Can children learn grammar from just writing their own words? Or is
it best to drill and drill, then test their skill, and drill again and
test again on just grammar? Which way is best in developing
grammar? If you think the education system will do it all, think
again. The parents of today need to be prepared, motivated, and of
course, confident to help their children succeed.
How do we prepare our children? First off, reading, reading, and
more reading to children at an early age can give them a head start
when they start school. Parents should not stop reading or helping
their children when they do start going to school. They still like
to be read to, and it can help to increase their vocabulary as well.
Parents can also help their children with their reading skills by
providing them with reading chances. Parents can read books, signs,
magazines or newspapers. Teaching children the alphabet while they
are young can also help them with their spelling, reading and grammar.

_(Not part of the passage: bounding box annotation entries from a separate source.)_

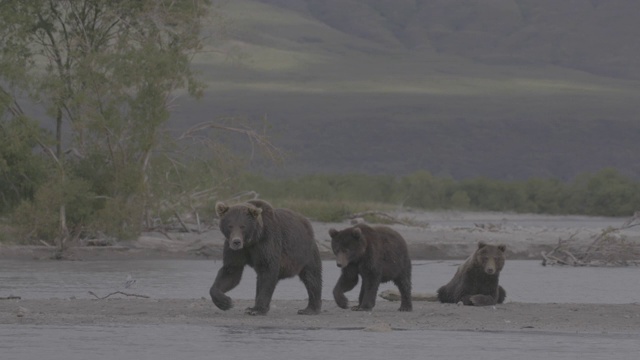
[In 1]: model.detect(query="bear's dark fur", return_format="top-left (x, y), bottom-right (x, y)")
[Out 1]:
top-left (329, 224), bottom-right (412, 311)
top-left (438, 241), bottom-right (507, 306)
top-left (209, 200), bottom-right (322, 315)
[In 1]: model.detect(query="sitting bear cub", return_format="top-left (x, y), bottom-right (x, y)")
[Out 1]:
top-left (438, 241), bottom-right (506, 306)
top-left (329, 224), bottom-right (412, 311)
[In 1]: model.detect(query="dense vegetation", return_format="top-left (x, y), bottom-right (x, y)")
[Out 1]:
top-left (239, 169), bottom-right (640, 221)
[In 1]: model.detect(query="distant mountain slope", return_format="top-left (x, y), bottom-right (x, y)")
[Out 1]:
top-left (173, 0), bottom-right (640, 179)
top-left (260, 0), bottom-right (640, 79)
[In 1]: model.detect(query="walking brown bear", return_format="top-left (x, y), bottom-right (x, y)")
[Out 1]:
top-left (329, 224), bottom-right (412, 311)
top-left (209, 200), bottom-right (322, 315)
top-left (438, 241), bottom-right (507, 306)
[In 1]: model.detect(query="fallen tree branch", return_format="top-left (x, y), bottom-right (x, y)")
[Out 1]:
top-left (89, 291), bottom-right (149, 300)
top-left (541, 212), bottom-right (640, 266)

Motivation also plays a key role in a child’s learning process. The
definition of motivation is force, stimulus, or influence. What
motivates our children to learn? I believe this takes a lot of
different ingredients. A key factor is the ability to work against
discouragement and to keep on going. Keeping motivation going, is
keeping the excitement going and getting our children to say, “I want
to learn more about this” or “I want to be better at this”. A good
example of this might be grandparents, aunts, and uncles telling
stories on what excites them or even a neighbor, who loves
carpentry. I believe learning is at the heart of motivation and the
majority of the time we our moving too fast to even recognize it.
Another ingredient is effort; your children view their surroundings
and how parents make an effort. Your children will notice that you
are making an effort and think, that it can’t be too unpleasant.